Contudo, mesmo com essa tentativa de limitação, a dedução integral das despesas médicas na declaração do IR continuaria garantida, sem alterações na legislação vigente.
Repercussão e resistência da Unafisco
A proposta gerou forte reação da Associação Nacional dos Auditores Fiscais da Receita Federal (Unafisco), que classificou a medida como inconstitucional. Segundo a entidade, a isenção do IR para pessoas com doenças graves é um direito garantido e não deve estar atrelado à renda mensal do contribuinte.

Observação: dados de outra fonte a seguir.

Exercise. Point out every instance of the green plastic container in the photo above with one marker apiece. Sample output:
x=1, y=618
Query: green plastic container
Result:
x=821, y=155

A Unafisco ameaçou levar o caso ao Supremo Tribunal Federal (STF), caso a limitação fosse implementada. Para a associação, o benefício deve contemplar todos os cidadãos diagnosticados com enfermidades graves, independentemente de seus rendimentos.
“O Supremo Tribunal Federal tem jurisprudência consolidada no sentido de que a isenção é um mecanismo de proteção social para quem enfrenta doenças graves. Vincular esse direito à renda é um retrocesso e fere princípios constitucionais”, afirmou um porta-voz da Unafisco.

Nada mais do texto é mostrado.